It is quick status report, purely form exercise. You hear names of tasks you know nothing about and have no idea whether you can help. All the useful parts happen when it is ineffective and people discuss details.

whstl 16 hours ago | parent | next [-]

It shouldn’t be a status report, though. This information is already in Jira or whatever.

Someone running a standup meeting where people just repeat information is by definition not doing an efficient job at all.

watwut 14 hours ago | parent [-]

There is only so much information one can fit into 1 minute long report. The thread is literally defining effective standup and a quick one where people answer the "what have you done, what you will do" questions. The one where discussion is cut so that it is as short as possible.

whstl 8 hours ago | parent [-]

You're the one complaining about "hearing names of tasks you know nothing about" but you're also the one saying it should consist of "what have you done, what you will do".

It doesn't. :)

Stand ups are not for status reports, they're for syncing. "I have a big PR coming so please check it today". "I am still stuck with the sprongler bifurcator but I expect to be over tomorrow". "I need to involve someone from team X, their stuff is blocking me". "Ok, Y, let's chat after this meeting".

watwut 5 hours ago | parent [-]

I did not defined what standups are supposed to be. But I would point out that the senteces you suggested are irrelevant to other peoppe in 95% cases.

elktown 15 hours ago | parent | prev [-]

And this is painfully obvious to anyone not working in tech, where there seem to be some kind of blind spot for such obvious micromanagement bs as standups. "Yeah, we really trust you, but you need to give a status update in-person every day on-top of keeping a up-to-date written log".
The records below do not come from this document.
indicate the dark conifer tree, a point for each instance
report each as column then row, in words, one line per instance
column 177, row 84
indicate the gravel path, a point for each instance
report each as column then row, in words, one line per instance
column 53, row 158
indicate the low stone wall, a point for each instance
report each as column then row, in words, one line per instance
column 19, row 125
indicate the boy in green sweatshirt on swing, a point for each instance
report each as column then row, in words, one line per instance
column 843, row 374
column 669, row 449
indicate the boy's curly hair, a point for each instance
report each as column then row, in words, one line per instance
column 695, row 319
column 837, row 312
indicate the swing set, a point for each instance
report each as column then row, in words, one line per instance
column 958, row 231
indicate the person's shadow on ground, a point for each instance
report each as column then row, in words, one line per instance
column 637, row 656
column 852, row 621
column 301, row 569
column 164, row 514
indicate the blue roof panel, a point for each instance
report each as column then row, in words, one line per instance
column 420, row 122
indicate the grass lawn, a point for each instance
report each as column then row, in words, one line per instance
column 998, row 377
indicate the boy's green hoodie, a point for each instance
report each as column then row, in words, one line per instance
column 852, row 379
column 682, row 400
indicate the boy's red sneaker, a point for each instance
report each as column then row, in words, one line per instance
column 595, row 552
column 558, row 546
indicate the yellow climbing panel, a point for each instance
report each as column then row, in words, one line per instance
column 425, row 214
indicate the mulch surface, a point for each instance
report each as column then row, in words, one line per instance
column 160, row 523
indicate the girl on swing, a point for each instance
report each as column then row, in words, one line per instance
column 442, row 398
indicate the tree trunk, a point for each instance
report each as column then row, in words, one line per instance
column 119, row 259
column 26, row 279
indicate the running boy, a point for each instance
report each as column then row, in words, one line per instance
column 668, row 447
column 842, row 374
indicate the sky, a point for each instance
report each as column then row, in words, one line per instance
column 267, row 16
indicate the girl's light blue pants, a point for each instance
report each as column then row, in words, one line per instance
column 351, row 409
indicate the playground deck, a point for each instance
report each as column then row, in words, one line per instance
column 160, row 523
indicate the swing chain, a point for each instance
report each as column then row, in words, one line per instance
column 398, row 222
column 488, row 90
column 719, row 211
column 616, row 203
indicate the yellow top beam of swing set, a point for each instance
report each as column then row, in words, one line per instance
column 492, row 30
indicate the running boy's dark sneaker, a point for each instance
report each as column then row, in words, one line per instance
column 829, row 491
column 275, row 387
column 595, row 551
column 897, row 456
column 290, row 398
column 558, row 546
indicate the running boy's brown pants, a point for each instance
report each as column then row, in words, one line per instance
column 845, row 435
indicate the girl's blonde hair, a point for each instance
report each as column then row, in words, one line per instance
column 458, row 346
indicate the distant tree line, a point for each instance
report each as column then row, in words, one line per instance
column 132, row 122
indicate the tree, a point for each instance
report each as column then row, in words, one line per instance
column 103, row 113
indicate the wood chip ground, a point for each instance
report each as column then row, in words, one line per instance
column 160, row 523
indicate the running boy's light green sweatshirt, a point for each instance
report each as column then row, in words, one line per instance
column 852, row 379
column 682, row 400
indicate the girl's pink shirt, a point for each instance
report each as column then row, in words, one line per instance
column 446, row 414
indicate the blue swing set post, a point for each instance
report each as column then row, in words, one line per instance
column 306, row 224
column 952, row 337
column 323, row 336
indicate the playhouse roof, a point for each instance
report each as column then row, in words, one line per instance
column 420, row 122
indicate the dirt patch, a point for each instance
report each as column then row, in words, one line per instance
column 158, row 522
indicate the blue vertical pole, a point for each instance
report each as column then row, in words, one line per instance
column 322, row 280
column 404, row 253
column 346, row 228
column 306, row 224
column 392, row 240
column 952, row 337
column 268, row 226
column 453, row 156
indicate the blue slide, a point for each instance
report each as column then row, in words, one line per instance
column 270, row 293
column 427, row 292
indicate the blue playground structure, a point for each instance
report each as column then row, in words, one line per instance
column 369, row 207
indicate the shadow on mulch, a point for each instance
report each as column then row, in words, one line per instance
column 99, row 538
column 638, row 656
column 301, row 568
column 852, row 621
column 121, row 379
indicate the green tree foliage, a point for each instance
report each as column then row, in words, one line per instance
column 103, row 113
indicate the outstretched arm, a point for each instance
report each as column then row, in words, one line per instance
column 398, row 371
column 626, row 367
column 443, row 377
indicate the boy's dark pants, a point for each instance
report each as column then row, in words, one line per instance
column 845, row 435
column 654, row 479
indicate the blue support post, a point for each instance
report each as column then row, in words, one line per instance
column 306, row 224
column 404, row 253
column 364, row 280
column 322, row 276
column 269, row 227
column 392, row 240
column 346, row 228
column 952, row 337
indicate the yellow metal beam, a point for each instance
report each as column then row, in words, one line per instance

mcv 12 hours ago | parent | next [-]

What does management have to do with it? They're not involved. It's for the team.

elktown 9 hours ago | parent [-]

The closest middle-manager? They come with a whole range of titles.

zmgsabst 13 hours ago | parent | prev [-]

We did the same in apartment maintenance — a career completely unlike tech.

We’d stand around the managers office, take thirty seconds to say what we planned to do, what dependencies we had (eg, who needed the truck when) and then went off to do our tasks. Even though we also tracked project work in a time system.

A real standup isn’t that unusual, nor micromanagement. Though it can turn into that, when badly utilized.

elktown 9 hours ago | parent [-]

> what dependencies we had (eg, who needed the truck when)

So in practice, that's a truck-sync meeting that needs to happen every day due to shifting needs and thus actually useful. Seems like there is room for improvement there but might not be worth it for them?

I also don't think certain management cultures would ever want to skip reaffirming the workplace hierarchy on the regular, but that's certainly not a culture I'd want to work in - but at least that's usually honest that it's just status updates to the boss and not hidden behind some nice sounding methodology bs.

IME, a standup is just repeating JIRA tasks 99/100 that's not useful for anyone beyond perhaps the extroverts that just wants the face-time, people who rarely reads chats, and ofc management for said office politics.

Usually you've already had a weekly/bi-weekly planning meeting distributing tasks in a rather granular size that are available for everyone to see progress on. Then you have easy-to-access direct communication channels through Slack or similar for ad-hoc questions to anyone at any time. Have a question? Just ask? If that's not enough I'm a lot more inclined to believe that the team is dysfunctional.

I genuinely think it's a shame that the autonomy & trust that other fields can offer people with proven qualifications/past work is not being offered, instead you're stuck in various infantilizing rituals when you're building a house that you've already built multiple times and don't need hand-holding to do so.

But there's some serious amounts of gaslighting going on in the field to explain that a tracker on your car is trust & autonomy.